The United States, Canada and 18 other countries committed at the COP26 climate summit on Thursday to stop public financing for fossil fuel projects abroad by the end of next year, and steer their spending into clean energy instead.
Campaigners called the commitment a “historic” step in turning off the funding taps for fossil fuel projects. But it did not include major Asian countries responsible for the bulk of such financing abroad.
By covering all fossil fuels, including oil and gas, the deal goes further than a pledge made by G20 countries this year to halt overseas financing for just coal.
The 20 countries that signed the pledge include Denmark, Italy, Finland, Costa Rica, Ethiopia, Gambia, New Zealand and the Marshall Islands, plus five development institutions including the European Investment Bank and the East African Development Bank.
“We will end new direct public support for the international unabated fossil fuel energy sector by the end of 2022,” they said in a declaration.
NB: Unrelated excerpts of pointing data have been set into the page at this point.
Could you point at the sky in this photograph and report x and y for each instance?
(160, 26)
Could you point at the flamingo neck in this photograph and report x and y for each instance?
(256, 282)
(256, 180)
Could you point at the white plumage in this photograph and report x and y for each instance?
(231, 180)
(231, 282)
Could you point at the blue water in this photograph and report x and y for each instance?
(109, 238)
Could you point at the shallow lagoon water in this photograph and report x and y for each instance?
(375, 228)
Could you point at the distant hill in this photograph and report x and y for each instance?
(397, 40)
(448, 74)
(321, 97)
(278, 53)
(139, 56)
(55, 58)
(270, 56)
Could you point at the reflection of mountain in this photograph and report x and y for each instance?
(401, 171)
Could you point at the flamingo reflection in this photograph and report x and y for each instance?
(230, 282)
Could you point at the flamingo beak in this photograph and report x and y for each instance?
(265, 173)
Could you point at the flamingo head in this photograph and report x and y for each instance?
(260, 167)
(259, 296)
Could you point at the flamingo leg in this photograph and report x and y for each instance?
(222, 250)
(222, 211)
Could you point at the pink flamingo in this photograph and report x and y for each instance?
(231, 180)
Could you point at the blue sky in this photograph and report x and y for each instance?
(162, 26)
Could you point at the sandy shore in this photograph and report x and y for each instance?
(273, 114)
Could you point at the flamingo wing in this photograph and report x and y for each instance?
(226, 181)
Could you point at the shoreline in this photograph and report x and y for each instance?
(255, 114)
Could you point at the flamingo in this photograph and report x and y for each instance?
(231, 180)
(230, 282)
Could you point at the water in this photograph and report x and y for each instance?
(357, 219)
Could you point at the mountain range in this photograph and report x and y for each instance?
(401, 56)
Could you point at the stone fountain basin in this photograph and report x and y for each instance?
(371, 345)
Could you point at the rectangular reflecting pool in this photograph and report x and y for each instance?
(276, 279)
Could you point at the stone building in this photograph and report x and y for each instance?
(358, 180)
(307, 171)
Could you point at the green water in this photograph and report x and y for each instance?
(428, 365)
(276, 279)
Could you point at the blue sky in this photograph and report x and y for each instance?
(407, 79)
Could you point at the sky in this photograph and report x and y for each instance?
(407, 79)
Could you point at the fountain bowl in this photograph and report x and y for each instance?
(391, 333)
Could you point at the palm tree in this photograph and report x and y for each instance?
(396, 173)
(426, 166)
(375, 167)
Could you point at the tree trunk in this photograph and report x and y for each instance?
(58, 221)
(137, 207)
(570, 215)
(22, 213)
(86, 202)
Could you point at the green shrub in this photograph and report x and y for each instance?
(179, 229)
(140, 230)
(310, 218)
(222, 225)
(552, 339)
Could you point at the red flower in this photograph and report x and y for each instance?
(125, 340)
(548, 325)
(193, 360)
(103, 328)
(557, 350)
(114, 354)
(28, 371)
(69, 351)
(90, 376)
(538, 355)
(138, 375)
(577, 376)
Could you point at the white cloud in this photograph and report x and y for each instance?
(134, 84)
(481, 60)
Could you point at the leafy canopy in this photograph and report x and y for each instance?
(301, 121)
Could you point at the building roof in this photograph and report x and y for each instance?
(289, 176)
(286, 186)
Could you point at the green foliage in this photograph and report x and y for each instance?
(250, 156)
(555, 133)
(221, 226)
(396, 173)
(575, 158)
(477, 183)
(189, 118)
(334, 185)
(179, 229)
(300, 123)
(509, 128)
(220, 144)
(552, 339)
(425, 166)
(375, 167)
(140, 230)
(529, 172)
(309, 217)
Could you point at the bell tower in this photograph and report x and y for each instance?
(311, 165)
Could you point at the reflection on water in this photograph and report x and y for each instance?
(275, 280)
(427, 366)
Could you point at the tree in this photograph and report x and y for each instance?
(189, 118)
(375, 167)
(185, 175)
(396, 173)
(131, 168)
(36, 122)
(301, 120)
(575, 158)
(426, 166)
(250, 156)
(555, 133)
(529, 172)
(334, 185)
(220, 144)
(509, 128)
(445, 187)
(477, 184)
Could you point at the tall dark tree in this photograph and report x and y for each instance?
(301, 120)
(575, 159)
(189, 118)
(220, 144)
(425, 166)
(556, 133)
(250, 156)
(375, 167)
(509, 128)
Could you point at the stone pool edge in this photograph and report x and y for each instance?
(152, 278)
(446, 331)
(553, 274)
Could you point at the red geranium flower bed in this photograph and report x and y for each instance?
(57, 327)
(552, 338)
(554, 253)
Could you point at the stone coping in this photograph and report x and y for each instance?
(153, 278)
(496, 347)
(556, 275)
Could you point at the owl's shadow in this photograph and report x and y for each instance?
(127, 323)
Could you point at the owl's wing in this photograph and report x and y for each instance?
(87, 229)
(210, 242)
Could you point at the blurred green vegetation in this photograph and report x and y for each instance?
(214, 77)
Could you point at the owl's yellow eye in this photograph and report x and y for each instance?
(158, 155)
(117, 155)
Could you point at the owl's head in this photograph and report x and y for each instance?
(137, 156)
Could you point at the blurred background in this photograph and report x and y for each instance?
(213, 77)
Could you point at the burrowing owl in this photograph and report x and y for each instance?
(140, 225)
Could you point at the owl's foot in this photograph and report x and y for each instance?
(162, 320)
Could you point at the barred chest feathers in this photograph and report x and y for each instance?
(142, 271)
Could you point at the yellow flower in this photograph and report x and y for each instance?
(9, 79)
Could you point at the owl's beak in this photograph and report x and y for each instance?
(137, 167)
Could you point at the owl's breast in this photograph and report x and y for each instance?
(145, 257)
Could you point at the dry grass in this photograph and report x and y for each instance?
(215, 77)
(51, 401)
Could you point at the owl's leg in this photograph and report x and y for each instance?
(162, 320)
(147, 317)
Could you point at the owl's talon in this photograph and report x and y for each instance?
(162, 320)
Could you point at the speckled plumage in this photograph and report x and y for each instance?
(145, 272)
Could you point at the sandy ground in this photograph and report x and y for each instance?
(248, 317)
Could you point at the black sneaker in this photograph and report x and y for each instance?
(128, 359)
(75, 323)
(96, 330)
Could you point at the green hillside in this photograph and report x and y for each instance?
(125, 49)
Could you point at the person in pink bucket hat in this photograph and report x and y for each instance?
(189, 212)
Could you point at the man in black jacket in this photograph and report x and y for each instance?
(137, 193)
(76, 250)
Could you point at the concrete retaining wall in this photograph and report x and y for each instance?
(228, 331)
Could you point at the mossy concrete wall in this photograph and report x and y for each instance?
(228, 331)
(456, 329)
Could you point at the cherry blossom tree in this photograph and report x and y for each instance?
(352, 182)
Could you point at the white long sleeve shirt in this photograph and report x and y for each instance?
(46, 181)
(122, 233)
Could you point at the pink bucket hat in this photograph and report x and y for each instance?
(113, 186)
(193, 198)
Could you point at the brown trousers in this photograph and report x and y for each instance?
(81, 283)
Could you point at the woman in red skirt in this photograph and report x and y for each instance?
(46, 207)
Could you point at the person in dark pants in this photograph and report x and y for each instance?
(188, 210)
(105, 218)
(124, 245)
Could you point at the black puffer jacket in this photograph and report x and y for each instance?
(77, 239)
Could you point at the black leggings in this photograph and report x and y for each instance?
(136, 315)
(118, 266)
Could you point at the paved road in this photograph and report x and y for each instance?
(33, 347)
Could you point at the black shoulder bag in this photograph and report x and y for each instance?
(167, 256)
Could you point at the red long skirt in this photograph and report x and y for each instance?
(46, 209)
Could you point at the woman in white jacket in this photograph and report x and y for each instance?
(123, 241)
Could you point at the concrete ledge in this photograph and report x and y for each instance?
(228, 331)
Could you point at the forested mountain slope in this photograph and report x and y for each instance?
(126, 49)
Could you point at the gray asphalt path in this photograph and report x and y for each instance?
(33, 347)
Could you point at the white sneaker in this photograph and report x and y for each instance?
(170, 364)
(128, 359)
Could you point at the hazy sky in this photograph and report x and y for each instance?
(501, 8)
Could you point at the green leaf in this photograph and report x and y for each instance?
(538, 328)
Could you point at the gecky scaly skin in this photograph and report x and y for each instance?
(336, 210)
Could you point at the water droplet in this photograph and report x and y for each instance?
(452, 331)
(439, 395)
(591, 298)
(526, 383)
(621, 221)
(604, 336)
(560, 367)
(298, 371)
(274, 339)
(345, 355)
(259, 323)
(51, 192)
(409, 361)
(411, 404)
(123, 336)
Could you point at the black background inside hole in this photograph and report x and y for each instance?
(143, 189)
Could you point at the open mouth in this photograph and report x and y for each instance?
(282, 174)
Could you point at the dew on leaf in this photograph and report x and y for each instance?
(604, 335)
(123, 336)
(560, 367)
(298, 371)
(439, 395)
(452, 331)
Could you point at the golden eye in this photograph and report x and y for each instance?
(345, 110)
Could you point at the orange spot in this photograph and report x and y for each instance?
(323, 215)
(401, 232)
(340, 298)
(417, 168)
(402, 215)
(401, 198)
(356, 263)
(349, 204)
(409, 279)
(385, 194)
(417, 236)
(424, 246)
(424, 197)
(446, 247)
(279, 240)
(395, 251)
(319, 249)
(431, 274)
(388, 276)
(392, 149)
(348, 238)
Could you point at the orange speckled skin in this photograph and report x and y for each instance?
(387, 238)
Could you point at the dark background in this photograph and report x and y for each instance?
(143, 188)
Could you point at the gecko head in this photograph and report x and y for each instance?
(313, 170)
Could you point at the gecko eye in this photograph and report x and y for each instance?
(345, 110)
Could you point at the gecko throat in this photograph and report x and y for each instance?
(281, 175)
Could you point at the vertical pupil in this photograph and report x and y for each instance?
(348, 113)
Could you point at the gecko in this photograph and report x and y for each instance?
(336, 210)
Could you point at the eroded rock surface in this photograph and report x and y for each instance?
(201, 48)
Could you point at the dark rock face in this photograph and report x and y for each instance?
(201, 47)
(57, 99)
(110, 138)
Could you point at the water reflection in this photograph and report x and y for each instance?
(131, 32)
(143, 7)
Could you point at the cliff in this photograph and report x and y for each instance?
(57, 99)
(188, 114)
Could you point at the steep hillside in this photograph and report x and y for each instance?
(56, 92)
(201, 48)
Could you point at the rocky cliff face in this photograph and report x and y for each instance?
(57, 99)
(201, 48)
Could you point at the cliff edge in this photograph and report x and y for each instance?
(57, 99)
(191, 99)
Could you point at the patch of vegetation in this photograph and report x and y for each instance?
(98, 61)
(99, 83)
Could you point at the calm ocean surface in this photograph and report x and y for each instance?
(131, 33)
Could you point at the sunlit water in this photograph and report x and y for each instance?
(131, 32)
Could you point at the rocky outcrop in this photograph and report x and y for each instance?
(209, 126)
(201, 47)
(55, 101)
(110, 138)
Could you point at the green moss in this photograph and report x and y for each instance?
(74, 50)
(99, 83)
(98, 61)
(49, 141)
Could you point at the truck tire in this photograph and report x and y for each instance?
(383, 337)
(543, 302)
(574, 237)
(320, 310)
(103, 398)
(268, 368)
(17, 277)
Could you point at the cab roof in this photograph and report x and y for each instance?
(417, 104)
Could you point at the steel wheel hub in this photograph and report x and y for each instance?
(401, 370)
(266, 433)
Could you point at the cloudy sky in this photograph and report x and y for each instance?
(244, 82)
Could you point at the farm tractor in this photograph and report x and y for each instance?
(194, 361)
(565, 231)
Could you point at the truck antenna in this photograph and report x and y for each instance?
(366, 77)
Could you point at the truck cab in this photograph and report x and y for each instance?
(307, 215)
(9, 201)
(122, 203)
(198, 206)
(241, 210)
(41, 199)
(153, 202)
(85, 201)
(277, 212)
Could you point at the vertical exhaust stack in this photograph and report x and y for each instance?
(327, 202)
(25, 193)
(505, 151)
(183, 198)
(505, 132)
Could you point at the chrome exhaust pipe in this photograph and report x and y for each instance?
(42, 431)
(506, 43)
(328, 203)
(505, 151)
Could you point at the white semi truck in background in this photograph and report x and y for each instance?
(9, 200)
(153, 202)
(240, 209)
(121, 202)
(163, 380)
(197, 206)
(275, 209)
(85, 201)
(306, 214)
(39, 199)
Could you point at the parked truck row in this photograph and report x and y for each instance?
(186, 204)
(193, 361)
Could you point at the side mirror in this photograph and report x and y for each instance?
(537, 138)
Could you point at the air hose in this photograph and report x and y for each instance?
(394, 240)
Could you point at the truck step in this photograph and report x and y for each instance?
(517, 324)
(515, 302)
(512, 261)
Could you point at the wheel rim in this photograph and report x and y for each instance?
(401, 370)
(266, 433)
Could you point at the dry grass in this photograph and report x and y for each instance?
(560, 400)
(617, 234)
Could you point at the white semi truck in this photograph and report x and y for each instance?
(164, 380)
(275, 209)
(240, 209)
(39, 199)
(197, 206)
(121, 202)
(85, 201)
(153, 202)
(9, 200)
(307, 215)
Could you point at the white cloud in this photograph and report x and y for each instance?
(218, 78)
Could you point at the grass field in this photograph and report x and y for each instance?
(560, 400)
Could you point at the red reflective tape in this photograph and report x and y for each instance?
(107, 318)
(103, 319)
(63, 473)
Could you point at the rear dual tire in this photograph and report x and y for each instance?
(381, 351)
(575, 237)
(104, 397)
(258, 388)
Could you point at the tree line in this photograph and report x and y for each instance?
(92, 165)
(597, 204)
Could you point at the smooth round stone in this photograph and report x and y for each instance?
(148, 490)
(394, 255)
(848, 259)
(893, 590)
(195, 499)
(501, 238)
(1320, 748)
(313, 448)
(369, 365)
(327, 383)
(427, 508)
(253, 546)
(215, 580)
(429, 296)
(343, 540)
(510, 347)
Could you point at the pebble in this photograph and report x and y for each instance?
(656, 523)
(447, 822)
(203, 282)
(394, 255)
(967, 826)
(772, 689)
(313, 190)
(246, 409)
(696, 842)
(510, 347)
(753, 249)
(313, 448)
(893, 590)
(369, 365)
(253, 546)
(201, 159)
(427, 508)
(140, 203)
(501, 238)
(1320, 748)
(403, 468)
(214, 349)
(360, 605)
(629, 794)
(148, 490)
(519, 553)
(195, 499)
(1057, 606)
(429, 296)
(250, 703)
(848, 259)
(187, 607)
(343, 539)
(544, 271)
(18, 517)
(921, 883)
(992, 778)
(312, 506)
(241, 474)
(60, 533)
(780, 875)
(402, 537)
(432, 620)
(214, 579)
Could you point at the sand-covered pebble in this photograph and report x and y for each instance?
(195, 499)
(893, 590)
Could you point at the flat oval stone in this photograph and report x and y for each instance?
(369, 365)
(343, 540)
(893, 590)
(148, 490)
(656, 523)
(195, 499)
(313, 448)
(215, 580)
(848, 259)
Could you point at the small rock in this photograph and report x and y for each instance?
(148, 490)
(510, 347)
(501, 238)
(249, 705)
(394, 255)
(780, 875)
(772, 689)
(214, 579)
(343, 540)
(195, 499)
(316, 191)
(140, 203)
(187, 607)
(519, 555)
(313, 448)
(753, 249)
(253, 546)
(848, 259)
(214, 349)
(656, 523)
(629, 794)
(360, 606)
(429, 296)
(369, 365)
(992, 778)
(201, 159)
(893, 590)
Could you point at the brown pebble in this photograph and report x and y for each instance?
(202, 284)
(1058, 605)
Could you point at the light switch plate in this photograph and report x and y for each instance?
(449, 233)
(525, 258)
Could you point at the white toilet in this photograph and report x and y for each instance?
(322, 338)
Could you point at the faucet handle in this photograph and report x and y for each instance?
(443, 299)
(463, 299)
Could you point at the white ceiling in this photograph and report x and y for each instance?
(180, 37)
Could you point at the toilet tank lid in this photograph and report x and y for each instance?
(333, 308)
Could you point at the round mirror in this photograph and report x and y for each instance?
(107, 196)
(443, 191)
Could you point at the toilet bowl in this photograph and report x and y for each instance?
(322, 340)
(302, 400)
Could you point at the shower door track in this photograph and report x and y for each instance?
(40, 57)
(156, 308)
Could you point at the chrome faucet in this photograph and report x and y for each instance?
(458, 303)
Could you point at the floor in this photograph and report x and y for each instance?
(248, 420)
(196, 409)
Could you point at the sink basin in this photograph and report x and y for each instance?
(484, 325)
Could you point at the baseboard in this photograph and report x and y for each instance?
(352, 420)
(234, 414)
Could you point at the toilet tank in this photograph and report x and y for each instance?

That would cover coal, oil and gas projects that are “unabated” – meaning that they burn fossil fuels without using technology to capture the resulting CO2 emissions.
The deal allowed for exemptions in unspecified “limited” circumstances, which it said must be consistent with the Paris Agreement’s target to cap global warming at 1.5C.
Countries that signed the pledge together invested nearly US$18 billion on average each year in international fossil fuel projects from 2016-2020, according to analysis by non-profit Oil Change International.